Date
April 04, 2011
Author
Raju Rangaswami
There is substantial interest in both the industry and academia in best intergrating flash-based storage into existing disk-based storage systems due to their complementary cost, performance, and power characteristics. There are two primary camps or schools of thought about doing flash storage integration.1) The caching camp argues for managing flash-based storage as a large caching layer in the storage hierarchy to capture the working set of data stored in the disk layer.2) The tiering (or multi-tiering) camp argues for managing flash-based storage in a manner equivalent to disk drive based storage, in other words, as a primary data store, in conjunction with one or more classes of disk drives (managed as separate tiers).Both of these camps are quite well represented in industry solutions with almost every storage vendor today incorporating flash storage into their product portfolio using very distinct approaches. The plethora of solutions in both these classes (caching and tiering) had led to debates about the superiority of each solution class for enterprise workloads.The goal of this proposed project is to bring some clarity to this high-spirited and current debate in the storage research and industry communities. Comprehensively characterizing each solution class is important to address and compare the sometimes strikingly different implementations even within the same class of solutions.

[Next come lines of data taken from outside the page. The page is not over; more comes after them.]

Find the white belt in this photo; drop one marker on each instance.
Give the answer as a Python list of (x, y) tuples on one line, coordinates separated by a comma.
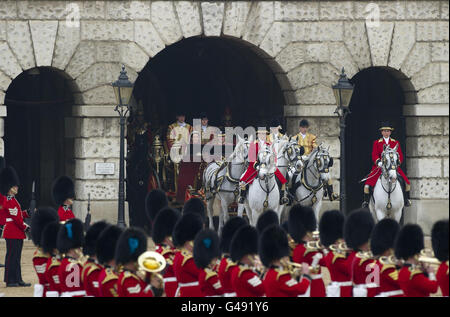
[(73, 293), (188, 284), (390, 293), (170, 279)]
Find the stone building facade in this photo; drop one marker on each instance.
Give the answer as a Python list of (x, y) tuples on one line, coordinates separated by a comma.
[(306, 43)]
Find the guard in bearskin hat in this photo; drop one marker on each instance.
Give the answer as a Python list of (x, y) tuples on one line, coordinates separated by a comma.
[(154, 202), (162, 236), (226, 264), (131, 283), (357, 230), (415, 279), (246, 276), (92, 268), (266, 219), (69, 242), (439, 242), (331, 233), (280, 280), (382, 246), (184, 266), (41, 218), (63, 192), (15, 227), (302, 223), (105, 250), (206, 255), (48, 243)]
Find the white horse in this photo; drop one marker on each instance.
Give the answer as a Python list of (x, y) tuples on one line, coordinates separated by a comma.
[(221, 182), (309, 184), (263, 192), (387, 200)]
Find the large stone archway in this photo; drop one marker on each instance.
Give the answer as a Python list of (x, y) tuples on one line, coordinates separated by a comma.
[(305, 42)]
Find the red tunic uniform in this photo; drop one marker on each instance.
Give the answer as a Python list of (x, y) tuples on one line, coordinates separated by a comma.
[(340, 274), (89, 278), (131, 285), (442, 278), (170, 281), (51, 274), (414, 283), (209, 282), (389, 286), (69, 273), (225, 268), (251, 172), (107, 280), (14, 215), (377, 149), (187, 274), (302, 254), (364, 272), (245, 282), (65, 213), (40, 260), (279, 283)]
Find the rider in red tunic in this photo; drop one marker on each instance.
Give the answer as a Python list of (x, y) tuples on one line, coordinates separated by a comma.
[(252, 170), (377, 149)]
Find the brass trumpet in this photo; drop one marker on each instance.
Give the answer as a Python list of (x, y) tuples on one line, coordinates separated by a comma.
[(152, 262)]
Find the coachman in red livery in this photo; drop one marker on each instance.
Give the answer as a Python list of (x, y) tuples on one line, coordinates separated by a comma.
[(377, 148), (439, 241), (14, 229)]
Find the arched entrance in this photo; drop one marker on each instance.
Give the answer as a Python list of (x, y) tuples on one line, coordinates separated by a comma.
[(38, 101), (214, 75), (379, 95)]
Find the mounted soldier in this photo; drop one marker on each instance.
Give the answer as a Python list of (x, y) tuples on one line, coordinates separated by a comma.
[(377, 149)]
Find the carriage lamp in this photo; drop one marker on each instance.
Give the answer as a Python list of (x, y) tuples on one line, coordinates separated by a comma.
[(343, 92), (123, 89)]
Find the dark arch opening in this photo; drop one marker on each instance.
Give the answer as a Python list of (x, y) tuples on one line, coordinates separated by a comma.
[(378, 96), (199, 74), (35, 145)]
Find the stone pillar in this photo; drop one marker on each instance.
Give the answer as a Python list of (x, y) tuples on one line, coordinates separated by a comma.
[(96, 140)]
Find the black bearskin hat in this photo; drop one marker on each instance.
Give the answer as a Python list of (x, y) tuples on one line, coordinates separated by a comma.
[(228, 230), (244, 242), (186, 228), (206, 248), (39, 219), (383, 236), (50, 236), (70, 235), (131, 244), (358, 228), (331, 227), (62, 189), (90, 241), (195, 205), (273, 245), (439, 240), (164, 223), (301, 221), (409, 241), (8, 179), (266, 219), (106, 243), (154, 202)]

While the high-level assumptions under which one solution is better than the other may be obvious, what is less clear is the scope of the applicability of each to real-world enterprise workloads. Thus, a complementary and equally important analysis involves workload characterization to determine the specific paramters under which caching and/or tiering would be optimally effective. Thus, we intend to focus on formalizing the rationale and concepts that underlie caching and tiering, categorizing solutions within the same class based on architectural assumptions (local and shared SSD deployment), analyzing the impact of tunable parameters in each solution class, characterizing workloads with the goal of determining suitability towards either or both classes of solutions, and determining rules-of-thumb for choosing superior storage solutions given a workload description. Further, when answering these question, it is important to carefully define the metrics that should be used to compare various solutions.